Se escurre la noche por los aleros de los edificios, chorrea
manchando las paredes de negro como si el hollín de las chimeneas empezara a
descender hacia el suelo, lo engulle todo desde las aristas a los recovecos más
ocultos, repta por encima de los alambres de espino sin hacerse daño alguno.
Avanza como un enemigo silencioso que sólo teme al sol con
su día, acaricia la tierra durante las horas en que es solo suya, la gente
duerme, pero la luna siempre logra escaparse. Baila en las alturas mientras
contempla las estrellas, soñando con un día más… gastando uno menos.

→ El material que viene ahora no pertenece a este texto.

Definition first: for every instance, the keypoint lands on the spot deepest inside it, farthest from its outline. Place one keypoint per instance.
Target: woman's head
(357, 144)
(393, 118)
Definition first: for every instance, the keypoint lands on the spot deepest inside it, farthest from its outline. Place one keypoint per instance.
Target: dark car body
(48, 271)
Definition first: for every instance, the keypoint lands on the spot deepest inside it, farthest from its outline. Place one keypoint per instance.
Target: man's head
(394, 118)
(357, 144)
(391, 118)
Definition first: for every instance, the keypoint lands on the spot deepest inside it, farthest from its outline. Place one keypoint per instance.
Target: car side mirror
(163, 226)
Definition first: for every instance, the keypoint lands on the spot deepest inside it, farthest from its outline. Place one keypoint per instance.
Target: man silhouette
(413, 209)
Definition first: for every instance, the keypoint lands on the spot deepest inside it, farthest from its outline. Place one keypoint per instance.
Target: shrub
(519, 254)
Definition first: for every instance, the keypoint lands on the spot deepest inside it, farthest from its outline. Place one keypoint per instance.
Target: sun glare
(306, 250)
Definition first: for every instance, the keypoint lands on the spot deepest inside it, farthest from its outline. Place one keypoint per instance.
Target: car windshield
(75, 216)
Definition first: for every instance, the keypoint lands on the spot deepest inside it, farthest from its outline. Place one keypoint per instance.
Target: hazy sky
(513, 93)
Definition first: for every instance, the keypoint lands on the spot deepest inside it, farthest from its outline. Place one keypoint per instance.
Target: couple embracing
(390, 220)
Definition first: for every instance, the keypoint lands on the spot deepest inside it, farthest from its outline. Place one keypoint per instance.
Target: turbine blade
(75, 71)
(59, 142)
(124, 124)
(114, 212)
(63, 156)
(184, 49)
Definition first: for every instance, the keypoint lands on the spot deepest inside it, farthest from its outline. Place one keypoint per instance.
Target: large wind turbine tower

Desde que los gatos se escaparon de la ciudad, los ratones
han vuelto. Tan pequeños e inofensivos, controlan como peones cada rincón del
tablero. Dominan las torres y aterran a los caballos, los caballeros de
brillante armadura hace siglos que reposan sobre sus cenizas. Los reyes y reinas
ya no comen perdices desde que el divorcio está bien visto.
El juego se ha perdido, aunque todavía quedan lunáticos repartidos
por todo el mundo, sueñan despiertos y desafían a la oscuridad como
centelleantes velas que nunca se apagan. Sus ojos vacios siguen brillando como
ascuas, por muy ahogados que anden en un vaso o caminen a tientas por las
tinieblas. No hay miedo cuando nada te pertenece… ya no queda casi nada que
salvar.
La ayuda es algo que se mendiga ya solo por la tele con soporíferos
anuncios que rozan más el chantaje que la realidad, demasiada gente clamando
clemencia cuando la macula desapareció extinguida junto a los primeros animales
del siglo XIX. Sin moderación nada puede librarse de acabar consumida. El
desgaste de los errores es la única forma de no buscar la solución.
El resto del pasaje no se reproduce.